Problemists in Israel, the 1950s

As often noted on this blog before, in the 1950s the Israeli problemists were coming into their own. Here is one typical month's worth of work by such problemists -- all mates in two -- published in one of the smaller newspapers in the country at the time, Ha'Tzophe [The Observer], during one month.

While none of these problems are outstanding classics, they are all competently executed and quite good. This is the level achieved by composers in one small country, in one field (direct mate in two) of composing, during one month, in one newspaper. Some of the questions have many tries, changed mates, and other pleasing features; on the other hand we see once again the problemists' eternal nemesis, misprints, crop up again: the third problem is missing a black bishop on f2, as the paper made clear in a correction published three weeks later.

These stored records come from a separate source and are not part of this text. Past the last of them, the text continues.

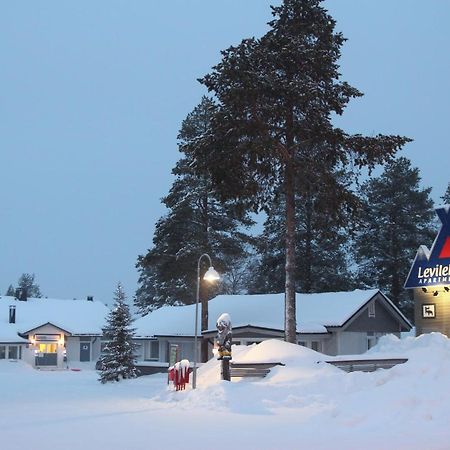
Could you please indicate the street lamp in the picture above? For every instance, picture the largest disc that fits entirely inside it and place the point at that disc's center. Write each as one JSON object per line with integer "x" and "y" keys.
{"x": 211, "y": 276}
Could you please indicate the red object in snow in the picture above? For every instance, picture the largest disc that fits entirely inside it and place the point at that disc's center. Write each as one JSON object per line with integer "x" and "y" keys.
{"x": 179, "y": 374}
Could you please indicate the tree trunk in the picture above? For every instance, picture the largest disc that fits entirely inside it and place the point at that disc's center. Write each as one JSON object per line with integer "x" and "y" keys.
{"x": 204, "y": 353}
{"x": 290, "y": 306}
{"x": 308, "y": 246}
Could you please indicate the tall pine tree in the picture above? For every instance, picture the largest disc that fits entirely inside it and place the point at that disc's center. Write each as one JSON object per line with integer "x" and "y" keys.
{"x": 321, "y": 239}
{"x": 118, "y": 360}
{"x": 196, "y": 223}
{"x": 11, "y": 292}
{"x": 272, "y": 124}
{"x": 397, "y": 217}
{"x": 446, "y": 196}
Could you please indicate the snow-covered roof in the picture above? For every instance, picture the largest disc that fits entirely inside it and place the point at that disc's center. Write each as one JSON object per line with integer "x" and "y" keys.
{"x": 315, "y": 312}
{"x": 77, "y": 317}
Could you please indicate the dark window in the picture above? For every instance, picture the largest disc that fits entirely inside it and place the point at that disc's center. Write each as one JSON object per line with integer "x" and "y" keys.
{"x": 371, "y": 309}
{"x": 13, "y": 352}
{"x": 315, "y": 345}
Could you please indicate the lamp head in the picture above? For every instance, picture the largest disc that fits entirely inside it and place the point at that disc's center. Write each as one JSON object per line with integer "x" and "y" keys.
{"x": 211, "y": 275}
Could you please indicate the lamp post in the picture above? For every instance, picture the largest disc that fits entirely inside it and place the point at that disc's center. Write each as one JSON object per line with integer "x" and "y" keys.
{"x": 211, "y": 275}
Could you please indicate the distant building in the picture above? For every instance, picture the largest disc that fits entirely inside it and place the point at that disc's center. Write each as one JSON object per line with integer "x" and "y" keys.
{"x": 50, "y": 333}
{"x": 332, "y": 323}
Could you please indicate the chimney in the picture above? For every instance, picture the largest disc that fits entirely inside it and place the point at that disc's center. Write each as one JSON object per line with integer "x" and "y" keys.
{"x": 12, "y": 314}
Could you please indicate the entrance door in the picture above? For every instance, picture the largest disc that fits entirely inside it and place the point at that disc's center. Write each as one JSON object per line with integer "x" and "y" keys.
{"x": 85, "y": 351}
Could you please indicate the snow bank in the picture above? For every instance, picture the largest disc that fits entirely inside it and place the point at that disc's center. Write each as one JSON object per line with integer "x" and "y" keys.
{"x": 305, "y": 404}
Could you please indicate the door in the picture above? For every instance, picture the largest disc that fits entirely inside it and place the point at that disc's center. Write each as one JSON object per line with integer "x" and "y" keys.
{"x": 85, "y": 351}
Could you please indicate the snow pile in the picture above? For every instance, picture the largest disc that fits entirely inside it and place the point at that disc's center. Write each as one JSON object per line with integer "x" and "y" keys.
{"x": 305, "y": 404}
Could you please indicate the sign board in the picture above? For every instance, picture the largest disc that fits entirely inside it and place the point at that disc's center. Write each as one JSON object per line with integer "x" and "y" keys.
{"x": 432, "y": 267}
{"x": 429, "y": 311}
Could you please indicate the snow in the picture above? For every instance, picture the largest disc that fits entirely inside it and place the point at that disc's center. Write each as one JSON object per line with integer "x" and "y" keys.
{"x": 78, "y": 317}
{"x": 314, "y": 312}
{"x": 305, "y": 404}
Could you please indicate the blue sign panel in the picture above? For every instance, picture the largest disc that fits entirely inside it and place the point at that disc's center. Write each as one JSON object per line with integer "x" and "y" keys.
{"x": 432, "y": 267}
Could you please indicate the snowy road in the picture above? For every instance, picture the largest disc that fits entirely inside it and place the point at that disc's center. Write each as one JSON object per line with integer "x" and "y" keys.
{"x": 304, "y": 405}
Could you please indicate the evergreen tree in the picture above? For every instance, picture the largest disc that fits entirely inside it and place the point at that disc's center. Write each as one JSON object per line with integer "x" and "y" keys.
{"x": 11, "y": 292}
{"x": 117, "y": 360}
{"x": 275, "y": 97}
{"x": 320, "y": 246}
{"x": 27, "y": 287}
{"x": 397, "y": 217}
{"x": 446, "y": 196}
{"x": 197, "y": 223}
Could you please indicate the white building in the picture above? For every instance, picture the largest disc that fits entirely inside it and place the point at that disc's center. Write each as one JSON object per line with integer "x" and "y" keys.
{"x": 334, "y": 323}
{"x": 49, "y": 332}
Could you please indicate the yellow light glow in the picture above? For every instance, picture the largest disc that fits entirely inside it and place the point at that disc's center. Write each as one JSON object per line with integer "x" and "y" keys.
{"x": 211, "y": 275}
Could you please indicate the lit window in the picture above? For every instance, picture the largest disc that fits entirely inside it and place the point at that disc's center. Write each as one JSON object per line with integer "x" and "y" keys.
{"x": 152, "y": 350}
{"x": 47, "y": 348}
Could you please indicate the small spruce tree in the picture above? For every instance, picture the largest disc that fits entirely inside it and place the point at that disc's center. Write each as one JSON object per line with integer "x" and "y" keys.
{"x": 117, "y": 360}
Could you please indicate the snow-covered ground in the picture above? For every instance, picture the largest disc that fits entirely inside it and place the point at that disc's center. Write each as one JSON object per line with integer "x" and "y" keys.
{"x": 304, "y": 405}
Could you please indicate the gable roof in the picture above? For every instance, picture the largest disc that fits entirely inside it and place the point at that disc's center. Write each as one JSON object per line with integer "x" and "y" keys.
{"x": 315, "y": 312}
{"x": 76, "y": 316}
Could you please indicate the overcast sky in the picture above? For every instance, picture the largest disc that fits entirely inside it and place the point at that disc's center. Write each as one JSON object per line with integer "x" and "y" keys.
{"x": 92, "y": 95}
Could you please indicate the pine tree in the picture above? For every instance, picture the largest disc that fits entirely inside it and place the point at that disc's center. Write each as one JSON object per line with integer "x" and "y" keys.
{"x": 275, "y": 97}
{"x": 320, "y": 245}
{"x": 446, "y": 196}
{"x": 397, "y": 217}
{"x": 11, "y": 292}
{"x": 196, "y": 223}
{"x": 27, "y": 286}
{"x": 117, "y": 360}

At the time Israeli newspapers were divided along political lines. Al Ha'Mishmar, for example, belonged to the left-wing "Mapam" party; Ha'Tzophe to the right-wing "Mizrachi" party. But when it came to chess, the left and the right both agreed.

Here is how the problem appeared in the paper. English spelling of names, as per usual, following Jeremy Gaige's Chess Personalia: a Biobibliography, except when indicated.

Yechezkel Hillel, 2X, 5/9/1958, Grimshaw theme.

Ze'ev Landau, 2X. 14/9/1958. Self-block theme.

Y. Isikovich (ph. spelling), 2X. 19/9/1958.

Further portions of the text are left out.